The rectangular bay turned out to be larger than expected; Drake figured that it was large enough to hold a pair of cargo shuttles. The metal catwalks that ran the length of two walls had bent or snapped in several places from the violence of the crash. Piles of debris full of jagged metal shards and tangles of electronic cabling covered the floor.
At the far end of the room lay a set of octagonal containers which had survived the impact unscathed. Their jet-black cases gleamed in the salvage crew’s lights. The broadcast got quiet enough to hear the muted breaths of the two explorers on board the Dutchman. Drake found to his surprise that his fingers had dug into the arm on his command chair. He reminded himself to relax.
“How’s our structural stability looking?” Tally asked. “I don’t want to go clambering over that mess if this room’s ready to collapse.”
The salvage chief tapped a readout mounted on the wrist of his suit. “Decent. Nothing’s going to rock n’ roll with us in here, at least.”
“Good.”
“That’
s odd,” Gamble said, after a moment.
“I only want to deal with ‘odd’ if I have to. What’s the news?”
“Looks like the metal makin’ up the room shifts mid-way through—” Gamble rapped the readout with a knuckle. “I probably need to get this thing looked at when we get home.”
Tally nodded. “Well, if anything changes, sing out. In the meantime, let’s go check out those black containers. See if today’s going to be Christmas or April Fool’s Day.”
Chapter Two
It took a few minutes for Tally and Gamble to pick their way through the debris strewn about the room. The damage to the Dutchman’s hull got much worse as they approached the far wall. The entire chamber had been deformed and blackened, as if from intense heat.
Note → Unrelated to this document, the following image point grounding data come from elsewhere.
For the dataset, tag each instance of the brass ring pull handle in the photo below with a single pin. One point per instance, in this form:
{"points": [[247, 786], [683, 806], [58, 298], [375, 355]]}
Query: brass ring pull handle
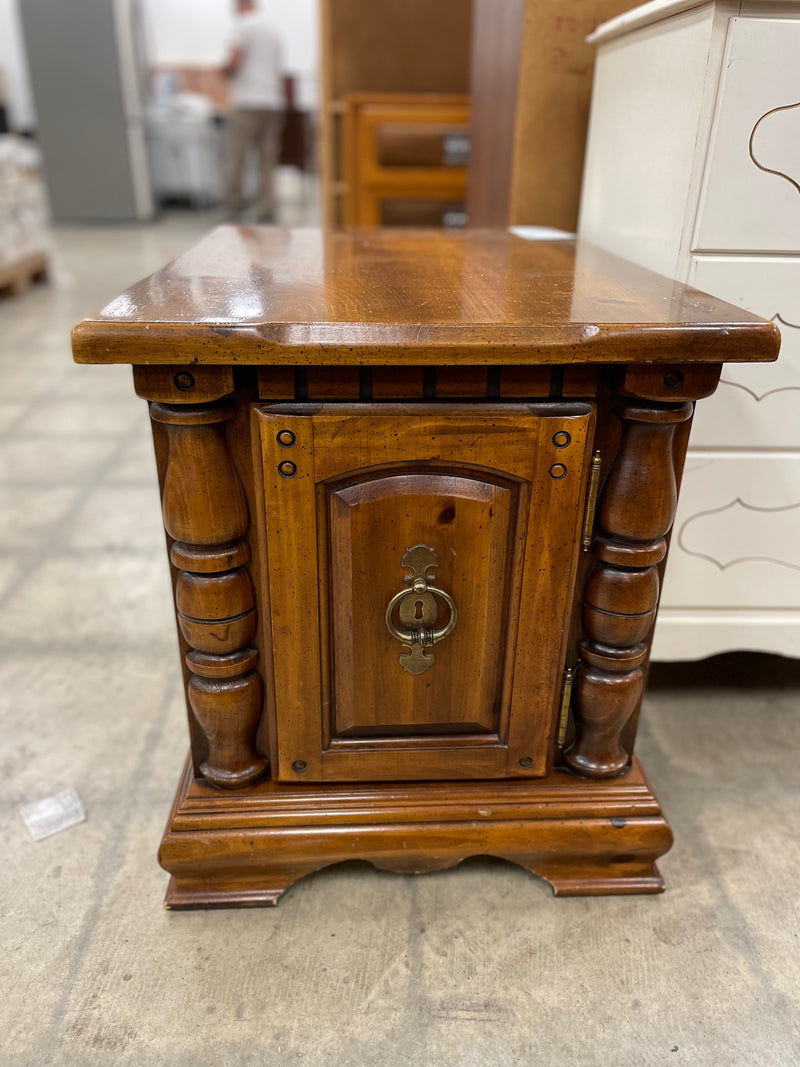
{"points": [[418, 610]]}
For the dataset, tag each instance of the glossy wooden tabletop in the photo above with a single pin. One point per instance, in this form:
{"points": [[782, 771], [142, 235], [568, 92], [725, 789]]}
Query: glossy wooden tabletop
{"points": [[271, 296]]}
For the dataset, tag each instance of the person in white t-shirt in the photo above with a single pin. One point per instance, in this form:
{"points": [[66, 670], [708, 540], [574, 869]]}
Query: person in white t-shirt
{"points": [[255, 65]]}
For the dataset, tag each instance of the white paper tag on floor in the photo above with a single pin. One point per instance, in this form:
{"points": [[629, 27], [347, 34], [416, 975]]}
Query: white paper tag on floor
{"points": [[53, 814], [541, 234]]}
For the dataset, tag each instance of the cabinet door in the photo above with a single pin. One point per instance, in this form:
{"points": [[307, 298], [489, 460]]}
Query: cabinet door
{"points": [[481, 505]]}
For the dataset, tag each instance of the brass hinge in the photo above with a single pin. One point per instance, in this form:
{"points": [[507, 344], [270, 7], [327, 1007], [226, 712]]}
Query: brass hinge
{"points": [[591, 500], [563, 717]]}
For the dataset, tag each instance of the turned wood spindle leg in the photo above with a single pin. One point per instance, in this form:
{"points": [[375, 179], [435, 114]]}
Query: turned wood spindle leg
{"points": [[206, 512], [621, 598]]}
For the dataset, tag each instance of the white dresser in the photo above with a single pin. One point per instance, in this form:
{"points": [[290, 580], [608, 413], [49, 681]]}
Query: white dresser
{"points": [[692, 169]]}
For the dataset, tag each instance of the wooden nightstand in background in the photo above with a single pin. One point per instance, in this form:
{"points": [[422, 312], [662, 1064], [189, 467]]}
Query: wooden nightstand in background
{"points": [[417, 491]]}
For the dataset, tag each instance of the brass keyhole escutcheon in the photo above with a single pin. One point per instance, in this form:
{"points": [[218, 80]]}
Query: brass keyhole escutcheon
{"points": [[417, 609]]}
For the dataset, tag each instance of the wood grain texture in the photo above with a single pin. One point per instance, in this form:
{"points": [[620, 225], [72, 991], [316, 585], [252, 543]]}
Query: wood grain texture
{"points": [[206, 513], [464, 354], [621, 596], [415, 298], [585, 839], [393, 147], [500, 503], [395, 47]]}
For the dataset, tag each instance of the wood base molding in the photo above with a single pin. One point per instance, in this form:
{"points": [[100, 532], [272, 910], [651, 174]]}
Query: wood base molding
{"points": [[585, 838]]}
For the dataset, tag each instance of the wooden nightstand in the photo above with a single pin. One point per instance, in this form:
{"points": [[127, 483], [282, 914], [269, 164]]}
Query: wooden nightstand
{"points": [[417, 491]]}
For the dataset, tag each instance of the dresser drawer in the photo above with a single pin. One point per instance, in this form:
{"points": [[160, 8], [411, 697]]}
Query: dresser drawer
{"points": [[755, 405], [750, 196], [736, 539]]}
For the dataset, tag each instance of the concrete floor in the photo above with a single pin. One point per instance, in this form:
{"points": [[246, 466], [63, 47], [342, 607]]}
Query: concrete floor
{"points": [[476, 966]]}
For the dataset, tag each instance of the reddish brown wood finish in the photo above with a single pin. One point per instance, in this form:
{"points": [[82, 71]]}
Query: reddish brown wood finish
{"points": [[206, 513], [357, 395], [501, 503], [621, 596], [413, 298], [585, 839]]}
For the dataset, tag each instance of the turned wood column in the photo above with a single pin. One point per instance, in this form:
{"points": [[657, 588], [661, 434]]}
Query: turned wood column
{"points": [[621, 596], [206, 512]]}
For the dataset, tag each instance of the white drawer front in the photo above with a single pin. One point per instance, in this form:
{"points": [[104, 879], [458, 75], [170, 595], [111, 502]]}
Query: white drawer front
{"points": [[756, 404], [736, 540], [751, 194]]}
Twisted metal beams lay askew, and the debris lay in heaps large enough to obscure the walls.
Tally came up to the first of the strange obsidian cases. The container came up to her waist, and it was large enough so that she’d have problems putting her arms around it. She ran a hand over a thin raised lip that marked the edge of a secured lid, stopping only when she touched a blackened smear of half-obscured lines.
The computerized brain in the room light’s camera mount zoomed in as best it could, but it was too far for Captain Drake to make out anything further.
“Looks like lettering,” Gamble observed.
Tally nodded in agreement and rubbed at the smear. The lines resolved themselves into a numbered keypad set flush against the case’s surface.
“Well, how about that,” Tally observed. “An old fashioned keypad lock.”
She took a moment to pull a new hand-held device from her pack, one tipped with a gnarled silver knot. A press of a button, and the tip unfolded into hair-thin metallic tendrils. The tendrils worked their way into the crevices between the keypad’s numbers, burrowing their way through the accumulated dust and grime. With a faintly audible click, the case’s lid slipped back an inch before it jammed.